Erskine Brendan J, Brady Zoe, Marshall Elissa M
Department of Radiology, The Alfred, PO Box 315, Prahran, VIC, 3181, Australia,
Australas Phys Eng Sci Med. 2014 Mar;37(1):75-82. doi: 10.1007/s13246-014-0244-2. Epub 2014 Jan 16.
Although diagnostic and interventional fluoroscopic procedures are amongst the highest dose examinations performed in radiology, these procedures currently lack established national diagnostic reference levels (DRLs) in Australia. In this absence, local diagnostic reference levels (LDRLs) are proposed for a wide range of diagnostic and interventional angiographic and fluoroscopic procedures based upon data collected from 11,000 examinations, performed over a 2.5 year period at a major Australian public, teaching hospital. Each procedure type assessed included a minimum of 50 cases. LDRLs were defined for each procedure in terms of the 75th percentile of the dose area product and median fluoroscopic times have also been provided. The detailed categories of procedures used in this study may inform the Australian Radiation Protection and Nuclear Safety Agency when establishing national DRLs for angiographic and fluoroscopic procedures. Until national DRLs for these complex procedures are available, these LDRLs may provide guidance to other institutions on achievable dose levels.

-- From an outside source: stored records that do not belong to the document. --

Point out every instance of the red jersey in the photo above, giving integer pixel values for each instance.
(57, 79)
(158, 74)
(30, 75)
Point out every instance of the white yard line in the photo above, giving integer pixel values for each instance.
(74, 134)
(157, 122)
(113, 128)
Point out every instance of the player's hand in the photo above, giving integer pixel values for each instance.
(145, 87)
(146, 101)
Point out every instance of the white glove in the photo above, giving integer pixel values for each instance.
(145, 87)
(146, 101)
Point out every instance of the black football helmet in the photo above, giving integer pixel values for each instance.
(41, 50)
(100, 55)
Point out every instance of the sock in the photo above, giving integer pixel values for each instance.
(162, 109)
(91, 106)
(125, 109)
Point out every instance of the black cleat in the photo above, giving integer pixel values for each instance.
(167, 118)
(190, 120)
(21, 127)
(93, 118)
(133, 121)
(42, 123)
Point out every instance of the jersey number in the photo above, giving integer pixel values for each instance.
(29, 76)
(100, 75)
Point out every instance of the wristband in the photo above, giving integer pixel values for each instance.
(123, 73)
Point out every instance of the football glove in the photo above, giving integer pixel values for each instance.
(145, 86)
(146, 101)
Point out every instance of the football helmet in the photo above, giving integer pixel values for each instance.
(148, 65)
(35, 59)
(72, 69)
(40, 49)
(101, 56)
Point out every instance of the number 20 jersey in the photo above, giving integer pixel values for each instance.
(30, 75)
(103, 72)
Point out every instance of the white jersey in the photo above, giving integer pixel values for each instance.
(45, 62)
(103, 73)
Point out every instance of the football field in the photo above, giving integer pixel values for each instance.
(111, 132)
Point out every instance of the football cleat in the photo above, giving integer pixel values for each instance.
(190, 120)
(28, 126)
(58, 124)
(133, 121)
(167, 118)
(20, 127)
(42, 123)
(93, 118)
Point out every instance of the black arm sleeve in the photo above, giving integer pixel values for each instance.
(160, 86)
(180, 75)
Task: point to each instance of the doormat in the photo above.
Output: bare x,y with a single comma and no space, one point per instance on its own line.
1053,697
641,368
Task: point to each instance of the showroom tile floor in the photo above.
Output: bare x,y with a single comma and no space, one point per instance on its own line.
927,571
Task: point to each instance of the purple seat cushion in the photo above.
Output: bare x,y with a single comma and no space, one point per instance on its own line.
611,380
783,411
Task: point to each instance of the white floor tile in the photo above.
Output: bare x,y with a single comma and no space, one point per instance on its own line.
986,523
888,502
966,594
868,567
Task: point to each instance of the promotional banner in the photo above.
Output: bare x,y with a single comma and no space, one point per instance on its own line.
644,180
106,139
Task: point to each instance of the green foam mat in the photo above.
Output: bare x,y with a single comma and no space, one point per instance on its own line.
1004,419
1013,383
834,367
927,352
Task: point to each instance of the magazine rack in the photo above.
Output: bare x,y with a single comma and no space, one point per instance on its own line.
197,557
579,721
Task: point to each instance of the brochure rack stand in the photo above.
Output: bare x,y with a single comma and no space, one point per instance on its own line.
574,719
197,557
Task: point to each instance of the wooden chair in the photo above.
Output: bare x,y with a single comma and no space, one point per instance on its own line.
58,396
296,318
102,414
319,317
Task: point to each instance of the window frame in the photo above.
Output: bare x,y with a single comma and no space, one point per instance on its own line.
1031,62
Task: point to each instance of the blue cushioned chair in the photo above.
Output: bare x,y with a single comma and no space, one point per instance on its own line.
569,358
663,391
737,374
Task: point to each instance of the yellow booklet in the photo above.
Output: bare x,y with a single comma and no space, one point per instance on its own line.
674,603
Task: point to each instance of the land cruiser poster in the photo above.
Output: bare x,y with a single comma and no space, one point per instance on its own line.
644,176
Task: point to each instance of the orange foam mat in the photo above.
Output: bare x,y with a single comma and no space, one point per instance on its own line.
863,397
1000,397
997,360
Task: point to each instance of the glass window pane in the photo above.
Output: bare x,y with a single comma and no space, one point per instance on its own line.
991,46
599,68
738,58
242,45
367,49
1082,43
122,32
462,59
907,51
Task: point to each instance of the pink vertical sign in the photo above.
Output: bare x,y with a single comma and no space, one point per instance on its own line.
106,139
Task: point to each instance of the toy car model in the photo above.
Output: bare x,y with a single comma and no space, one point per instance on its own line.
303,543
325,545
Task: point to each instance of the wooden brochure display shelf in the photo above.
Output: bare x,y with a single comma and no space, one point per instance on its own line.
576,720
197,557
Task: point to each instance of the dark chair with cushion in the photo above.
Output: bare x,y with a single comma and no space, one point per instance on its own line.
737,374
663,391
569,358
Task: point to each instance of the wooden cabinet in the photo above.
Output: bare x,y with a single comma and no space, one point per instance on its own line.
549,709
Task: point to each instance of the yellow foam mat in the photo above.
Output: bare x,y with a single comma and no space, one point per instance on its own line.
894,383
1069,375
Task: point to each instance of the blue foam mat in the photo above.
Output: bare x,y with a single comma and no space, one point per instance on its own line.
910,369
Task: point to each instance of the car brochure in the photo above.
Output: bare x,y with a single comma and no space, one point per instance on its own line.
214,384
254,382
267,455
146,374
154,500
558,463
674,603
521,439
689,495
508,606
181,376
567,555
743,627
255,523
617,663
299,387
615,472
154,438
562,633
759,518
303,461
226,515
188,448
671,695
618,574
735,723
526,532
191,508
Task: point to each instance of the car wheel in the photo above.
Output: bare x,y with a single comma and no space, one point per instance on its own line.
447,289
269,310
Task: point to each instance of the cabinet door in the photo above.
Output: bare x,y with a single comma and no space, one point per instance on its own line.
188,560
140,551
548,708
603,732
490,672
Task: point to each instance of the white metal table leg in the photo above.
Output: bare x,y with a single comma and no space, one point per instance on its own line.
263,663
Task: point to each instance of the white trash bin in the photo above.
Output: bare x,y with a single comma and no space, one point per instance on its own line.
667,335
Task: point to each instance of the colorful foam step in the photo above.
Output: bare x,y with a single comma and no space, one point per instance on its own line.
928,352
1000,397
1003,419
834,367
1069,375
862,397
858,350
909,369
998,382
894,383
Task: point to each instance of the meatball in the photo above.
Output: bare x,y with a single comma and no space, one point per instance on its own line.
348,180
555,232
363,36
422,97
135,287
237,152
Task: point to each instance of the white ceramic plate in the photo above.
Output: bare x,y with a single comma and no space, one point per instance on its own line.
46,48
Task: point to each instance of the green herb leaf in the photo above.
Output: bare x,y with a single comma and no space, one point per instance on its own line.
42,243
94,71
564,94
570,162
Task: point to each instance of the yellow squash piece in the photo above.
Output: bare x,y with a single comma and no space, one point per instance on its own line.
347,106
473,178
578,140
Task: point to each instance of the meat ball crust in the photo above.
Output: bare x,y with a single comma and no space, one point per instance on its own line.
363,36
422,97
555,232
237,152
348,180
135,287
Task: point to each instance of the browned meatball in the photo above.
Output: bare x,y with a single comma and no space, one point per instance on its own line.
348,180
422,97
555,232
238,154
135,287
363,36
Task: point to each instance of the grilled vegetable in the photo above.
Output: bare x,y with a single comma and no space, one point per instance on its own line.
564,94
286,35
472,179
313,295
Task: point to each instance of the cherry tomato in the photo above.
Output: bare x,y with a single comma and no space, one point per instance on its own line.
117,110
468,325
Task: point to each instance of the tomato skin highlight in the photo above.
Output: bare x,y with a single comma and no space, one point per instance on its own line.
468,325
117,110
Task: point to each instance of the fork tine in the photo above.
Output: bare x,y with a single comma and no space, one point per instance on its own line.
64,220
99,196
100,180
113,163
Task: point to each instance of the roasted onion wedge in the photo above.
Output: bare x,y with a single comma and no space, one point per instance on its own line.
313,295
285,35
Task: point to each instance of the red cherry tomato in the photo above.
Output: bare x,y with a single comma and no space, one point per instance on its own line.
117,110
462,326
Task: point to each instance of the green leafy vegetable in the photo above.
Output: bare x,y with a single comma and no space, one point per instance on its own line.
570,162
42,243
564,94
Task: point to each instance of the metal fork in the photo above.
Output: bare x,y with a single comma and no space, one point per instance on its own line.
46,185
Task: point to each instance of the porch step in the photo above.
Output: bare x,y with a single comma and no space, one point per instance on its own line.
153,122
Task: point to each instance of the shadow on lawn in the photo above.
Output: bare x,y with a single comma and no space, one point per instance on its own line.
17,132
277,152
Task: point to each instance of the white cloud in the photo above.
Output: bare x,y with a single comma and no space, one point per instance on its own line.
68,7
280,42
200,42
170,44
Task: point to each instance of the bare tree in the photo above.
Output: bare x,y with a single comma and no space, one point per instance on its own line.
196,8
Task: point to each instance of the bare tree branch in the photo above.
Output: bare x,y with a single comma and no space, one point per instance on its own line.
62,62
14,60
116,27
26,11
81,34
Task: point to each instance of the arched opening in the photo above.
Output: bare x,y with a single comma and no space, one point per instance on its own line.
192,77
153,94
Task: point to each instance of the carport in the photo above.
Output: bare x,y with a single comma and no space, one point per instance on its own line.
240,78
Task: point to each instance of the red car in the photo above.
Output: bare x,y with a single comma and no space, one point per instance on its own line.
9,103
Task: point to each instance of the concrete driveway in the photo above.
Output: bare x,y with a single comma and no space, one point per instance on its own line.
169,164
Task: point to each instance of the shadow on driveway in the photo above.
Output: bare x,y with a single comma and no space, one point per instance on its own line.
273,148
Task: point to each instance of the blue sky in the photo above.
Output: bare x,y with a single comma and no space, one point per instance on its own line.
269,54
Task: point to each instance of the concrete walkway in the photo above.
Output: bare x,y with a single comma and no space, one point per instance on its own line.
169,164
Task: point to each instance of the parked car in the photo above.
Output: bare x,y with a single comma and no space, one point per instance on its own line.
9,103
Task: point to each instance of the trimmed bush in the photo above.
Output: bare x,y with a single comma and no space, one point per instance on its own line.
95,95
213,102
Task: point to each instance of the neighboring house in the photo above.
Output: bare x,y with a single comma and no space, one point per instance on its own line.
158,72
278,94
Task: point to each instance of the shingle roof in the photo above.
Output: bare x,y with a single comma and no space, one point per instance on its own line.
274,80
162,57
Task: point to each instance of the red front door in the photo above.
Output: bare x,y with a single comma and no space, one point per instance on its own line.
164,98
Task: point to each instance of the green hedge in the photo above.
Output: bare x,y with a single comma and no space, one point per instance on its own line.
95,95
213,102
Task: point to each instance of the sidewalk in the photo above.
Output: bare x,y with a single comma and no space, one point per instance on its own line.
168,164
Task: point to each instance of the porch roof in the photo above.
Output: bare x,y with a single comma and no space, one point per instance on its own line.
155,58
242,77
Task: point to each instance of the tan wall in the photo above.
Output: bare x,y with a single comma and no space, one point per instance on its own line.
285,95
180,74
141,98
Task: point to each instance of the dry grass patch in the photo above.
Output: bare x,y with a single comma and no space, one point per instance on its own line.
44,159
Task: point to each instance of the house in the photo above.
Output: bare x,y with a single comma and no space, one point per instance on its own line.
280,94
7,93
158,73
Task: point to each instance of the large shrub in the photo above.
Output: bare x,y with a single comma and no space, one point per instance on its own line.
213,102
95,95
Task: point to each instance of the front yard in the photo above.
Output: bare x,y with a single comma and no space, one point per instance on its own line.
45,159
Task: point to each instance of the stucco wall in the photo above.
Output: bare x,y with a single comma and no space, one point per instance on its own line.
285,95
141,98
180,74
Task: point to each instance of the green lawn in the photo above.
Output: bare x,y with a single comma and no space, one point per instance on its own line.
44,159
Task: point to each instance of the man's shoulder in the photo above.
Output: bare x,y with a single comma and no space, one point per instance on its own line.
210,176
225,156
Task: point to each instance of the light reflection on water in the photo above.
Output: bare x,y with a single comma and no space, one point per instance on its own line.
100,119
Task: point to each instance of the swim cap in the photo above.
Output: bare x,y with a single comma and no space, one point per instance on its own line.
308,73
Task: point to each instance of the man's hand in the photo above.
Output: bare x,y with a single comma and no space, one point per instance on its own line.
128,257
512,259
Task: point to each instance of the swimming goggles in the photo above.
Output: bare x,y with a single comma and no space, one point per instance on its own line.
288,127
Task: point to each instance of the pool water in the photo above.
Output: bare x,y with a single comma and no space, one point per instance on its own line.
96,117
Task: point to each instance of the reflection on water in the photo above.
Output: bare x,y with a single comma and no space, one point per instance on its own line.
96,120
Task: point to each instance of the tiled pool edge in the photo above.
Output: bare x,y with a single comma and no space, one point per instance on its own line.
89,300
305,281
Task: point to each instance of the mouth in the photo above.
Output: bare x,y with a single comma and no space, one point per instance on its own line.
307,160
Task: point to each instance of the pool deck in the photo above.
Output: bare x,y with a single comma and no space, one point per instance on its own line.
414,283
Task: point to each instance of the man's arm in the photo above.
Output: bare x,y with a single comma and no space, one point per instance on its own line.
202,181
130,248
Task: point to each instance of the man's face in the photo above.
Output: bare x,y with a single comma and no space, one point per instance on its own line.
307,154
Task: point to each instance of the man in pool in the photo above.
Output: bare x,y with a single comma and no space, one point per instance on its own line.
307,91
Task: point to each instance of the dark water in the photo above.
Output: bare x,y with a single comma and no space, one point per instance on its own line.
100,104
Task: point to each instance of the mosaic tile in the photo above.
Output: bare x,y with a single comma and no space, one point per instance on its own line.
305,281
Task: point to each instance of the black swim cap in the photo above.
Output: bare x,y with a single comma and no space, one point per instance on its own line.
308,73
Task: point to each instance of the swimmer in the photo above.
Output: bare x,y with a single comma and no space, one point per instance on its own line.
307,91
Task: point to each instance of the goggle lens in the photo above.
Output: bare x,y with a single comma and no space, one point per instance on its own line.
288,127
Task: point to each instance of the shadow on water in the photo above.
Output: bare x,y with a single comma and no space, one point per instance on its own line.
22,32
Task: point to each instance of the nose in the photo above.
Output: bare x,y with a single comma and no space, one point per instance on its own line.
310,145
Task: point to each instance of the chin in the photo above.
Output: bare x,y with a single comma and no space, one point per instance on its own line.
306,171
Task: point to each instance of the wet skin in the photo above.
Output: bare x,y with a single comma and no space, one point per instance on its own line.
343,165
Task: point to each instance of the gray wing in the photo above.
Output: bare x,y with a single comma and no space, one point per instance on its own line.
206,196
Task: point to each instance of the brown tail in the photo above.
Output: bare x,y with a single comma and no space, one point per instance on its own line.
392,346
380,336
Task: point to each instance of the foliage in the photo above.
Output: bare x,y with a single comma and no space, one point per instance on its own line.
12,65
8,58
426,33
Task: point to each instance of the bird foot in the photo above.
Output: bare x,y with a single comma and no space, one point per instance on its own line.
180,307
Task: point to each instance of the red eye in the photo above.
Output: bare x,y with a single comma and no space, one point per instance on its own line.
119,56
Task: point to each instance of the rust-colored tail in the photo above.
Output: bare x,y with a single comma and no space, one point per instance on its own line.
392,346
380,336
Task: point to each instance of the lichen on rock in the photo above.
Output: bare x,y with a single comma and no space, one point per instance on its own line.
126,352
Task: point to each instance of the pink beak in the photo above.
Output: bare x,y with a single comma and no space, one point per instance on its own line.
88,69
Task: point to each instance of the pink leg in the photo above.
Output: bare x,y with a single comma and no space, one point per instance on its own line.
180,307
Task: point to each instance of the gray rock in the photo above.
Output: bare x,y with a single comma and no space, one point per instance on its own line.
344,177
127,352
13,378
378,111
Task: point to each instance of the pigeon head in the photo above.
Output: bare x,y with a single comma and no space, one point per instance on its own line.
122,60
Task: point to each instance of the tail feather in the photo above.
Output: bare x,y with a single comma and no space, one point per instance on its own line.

尽管诊断性和介入性荧光透视检查是放射学中剂量最高的检查项目之一,但目前在澳大利亚,这些检查尚无既定的国家诊断参考水平(DRL)。在此情况下,基于在澳大利亚一家大型公立教学医院2.5年期间收集的11000例检查数据,针对广泛的诊断性和介入性血管造影及荧光透视检查项目提出了当地诊断参考水平(LDRL)。评估的每种检查类型至少包含50个病例。根据剂量面积乘积的第75百分位数为每种检查定义了LDRL,同时还提供了荧光透视时间中位数。本研究中使用的详细检查类别可为澳大利亚辐射防护与核安全局制定血管造影和荧光透视检查的国家DRL提供参考。在这些复杂检查的国家DRL出台之前,这些LDRL可为其他机构提供可实现剂量水平方面的指导。